$T_1$ and $T_0$ space question Let $X$ be any finite set. 
a) Prove that the only topology on $X$ which make $X$ into a $T_1 -space$ is the discreet topology.
b) If $X$ is the set of $n$ element, what is the fewest member of a topology can have which make $X$ into a $T_0 space$
for a) I now that for any topology coarser than the discreet topology, we can't seperate 2 distinct point of $X$ and make it into $T_1$ but I don't know how to show it formally 
for b)the trivial has 2 members which doesn't make $X$ into $T_0$, so I think the topology that can make $X$ into $T_0$ must have at least 3 member. Am I correct?
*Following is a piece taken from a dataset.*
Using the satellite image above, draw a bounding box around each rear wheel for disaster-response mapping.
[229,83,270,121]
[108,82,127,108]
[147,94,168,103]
 A: Let $x_1,x_2,\dots$ be distinct and $X_n:=\{x_1,\dots,x_n\}$. If $\mathcal T_n$ be a $T_0$-topology on $X_n$ then $\mathcal T_{n+1}:=\mathcal T_n\cup \{X_{n+1}\}$ is a $T_0$-topology on $X_{n+1}$. So if the minimal cardinality of $\mathcal T_n$ is denoted by $m(n)$ then this proves that $m(n+1)\leq m(n)+1$. If it can be shown that actually $m(n+1)=m(n)+1$ then you are ready, since by induction you can prove that $m(n)=n+1$.
A: To prove (a), it might be easiest to prove the contrapositive: any topology that isn't the discrete topology generates a non-Frechet space. It's easiest to see how this happens on a set with two elements (which you can induct to any finite set). Consider the following example:
$X  = \{a,b\}$
$\tau_X = \{\{a\},\{a,b\}, X, \emptyset \}$,
which is a non-discrete topology on a finite set. Here, we can distinguish points $a$ and $b$, but we cannot separate them with neighborhoods. In general, any topology on a finite set that is neither discrete nor trivial will require you relax $T_1$, which you should be able to argue in about the same way as above.
For part (b), the answer given by @drhab is good (note that the minimal cardinality of the topology depends on the cardinality of the base set). You might also try thinking about the problem slightly differently. In order to be $T_0$, $\tau_X$ must have at least one open set excluding each point; the minimal way to do this is to pick a "base point" in your set and "stack" your topology on top of it. That is, your topology will consist of the sets $\emptyset, \{x_1\}, \{x_1,x_2\}, \ldots, X$ and have cardinality $n+1$. This satisfies $T_0$ because any $x_j, x_k \in X$ with $k > j$ will satisfy $x_j,x_k \in \{x_1,\ldots,x_k\}$ and $x_k \notin \{x_1,\ldots,x_j\}$.